How do I set a variable to the output of a command in Bash?
I have a pretty simple script that is something like the following:
#!/bin/bash
VAR1="$1"
MOREF='sudo run command against $VAR1 | grep name | cut -c7-'
echo $MOREF
When I run this script from the command line and pass it the arguments, I am not getting any output. However, when I run the commands contained within the $MOREF
variable, I am able to get output.
How can one take the results of a command that needs to be run within a script, save it to a variable, and then output that variable on the screen?

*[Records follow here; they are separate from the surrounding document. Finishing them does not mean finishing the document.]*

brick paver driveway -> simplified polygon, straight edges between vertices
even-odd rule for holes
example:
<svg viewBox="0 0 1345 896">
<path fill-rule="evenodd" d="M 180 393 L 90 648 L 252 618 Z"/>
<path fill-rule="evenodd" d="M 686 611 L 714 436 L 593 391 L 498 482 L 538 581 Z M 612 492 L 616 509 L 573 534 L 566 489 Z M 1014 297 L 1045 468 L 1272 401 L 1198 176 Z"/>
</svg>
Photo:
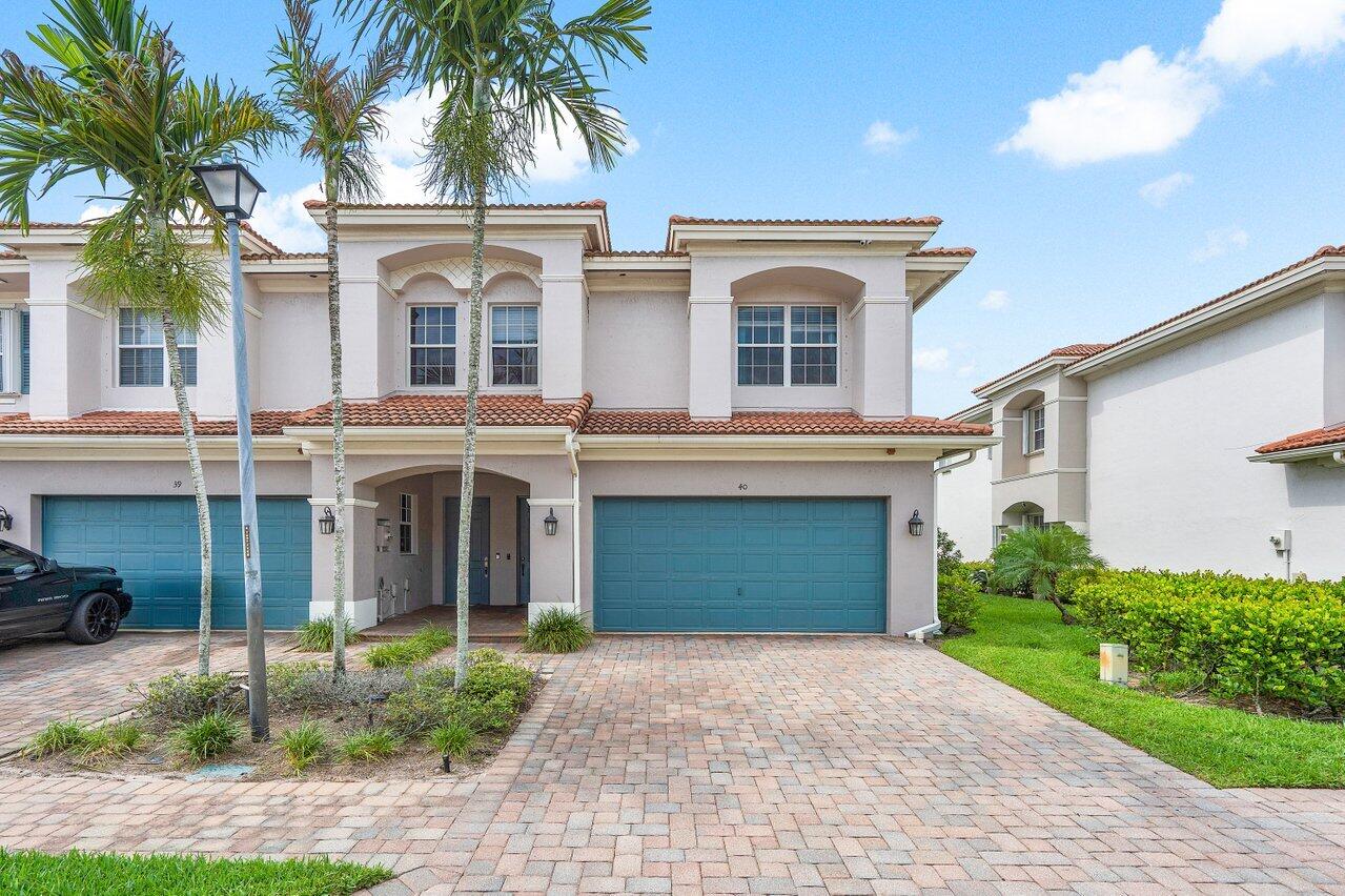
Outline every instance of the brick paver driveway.
<svg viewBox="0 0 1345 896">
<path fill-rule="evenodd" d="M 1345 796 L 1216 791 L 909 642 L 604 638 L 484 775 L 15 776 L 0 845 L 323 852 L 389 892 L 1345 892 Z"/>
<path fill-rule="evenodd" d="M 291 644 L 266 639 L 268 659 Z M 246 663 L 241 632 L 215 632 L 211 667 Z M 59 636 L 0 646 L 0 753 L 22 747 L 48 721 L 98 720 L 130 706 L 132 682 L 175 669 L 196 669 L 196 632 L 120 632 L 105 644 L 73 644 Z"/>
</svg>

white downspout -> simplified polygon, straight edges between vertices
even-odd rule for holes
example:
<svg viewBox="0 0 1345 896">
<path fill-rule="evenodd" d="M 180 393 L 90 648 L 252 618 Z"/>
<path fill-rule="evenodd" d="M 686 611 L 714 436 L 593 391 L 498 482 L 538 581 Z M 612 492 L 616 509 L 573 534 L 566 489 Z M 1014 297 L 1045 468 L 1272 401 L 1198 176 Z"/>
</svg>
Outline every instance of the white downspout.
<svg viewBox="0 0 1345 896">
<path fill-rule="evenodd" d="M 570 531 L 574 546 L 574 612 L 584 612 L 580 603 L 580 447 L 574 444 L 574 431 L 565 433 L 565 452 L 570 457 Z"/>
</svg>

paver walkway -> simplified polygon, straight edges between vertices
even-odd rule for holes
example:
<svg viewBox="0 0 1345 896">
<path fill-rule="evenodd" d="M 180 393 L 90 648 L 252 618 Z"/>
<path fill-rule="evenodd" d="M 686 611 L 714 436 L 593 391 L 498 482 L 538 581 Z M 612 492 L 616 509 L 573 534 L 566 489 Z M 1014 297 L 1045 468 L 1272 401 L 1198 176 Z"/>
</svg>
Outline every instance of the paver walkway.
<svg viewBox="0 0 1345 896">
<path fill-rule="evenodd" d="M 603 638 L 473 779 L 0 778 L 0 845 L 323 852 L 389 893 L 1345 893 L 1345 794 L 1217 791 L 909 642 Z"/>
</svg>

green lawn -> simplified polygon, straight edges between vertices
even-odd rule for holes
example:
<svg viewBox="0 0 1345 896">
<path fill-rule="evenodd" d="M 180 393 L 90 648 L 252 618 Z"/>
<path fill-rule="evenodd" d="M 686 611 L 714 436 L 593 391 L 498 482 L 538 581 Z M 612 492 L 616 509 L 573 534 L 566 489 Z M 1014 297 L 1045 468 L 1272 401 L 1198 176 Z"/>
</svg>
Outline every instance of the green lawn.
<svg viewBox="0 0 1345 896">
<path fill-rule="evenodd" d="M 48 856 L 0 849 L 0 893 L 7 896 L 346 896 L 389 877 L 383 868 L 325 858 Z"/>
<path fill-rule="evenodd" d="M 1217 787 L 1345 787 L 1345 725 L 1196 706 L 1098 681 L 1098 639 L 1054 607 L 986 597 L 950 657 Z"/>
</svg>

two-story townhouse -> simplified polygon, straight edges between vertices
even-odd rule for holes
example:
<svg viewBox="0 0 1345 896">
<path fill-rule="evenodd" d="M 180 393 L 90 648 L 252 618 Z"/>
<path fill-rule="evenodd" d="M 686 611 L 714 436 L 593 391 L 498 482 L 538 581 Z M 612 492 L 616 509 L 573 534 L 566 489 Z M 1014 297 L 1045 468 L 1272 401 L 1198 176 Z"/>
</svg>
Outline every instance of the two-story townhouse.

In addition to backticks `command`
, command substitution can be done with $(command)
or "$(command)"
, which I find easier to read, and allows for nesting.
OUTPUT=$(ls -1)
echo "${OUTPUT}"
MULTILINE=$(ls \
-1)
echo "${MULTILINE}"
Quoting ("
) does matter to preserve multi-line variable values; it is optional on the right-hand side of an assignment, as word splitting is not performed, so OUTPUT=$(ls -1)
would work fine.
$(sudo run command)
If you're going to use an apostrophe, you need `
, not '
. This character is called "backticks" (or "grave accent"):
#!/bin/bash
VAR1="$1"
VAR2="$2"
MOREF=`sudo run command against "$VAR1" | grep name | cut -c7-`
echo "$MOREF"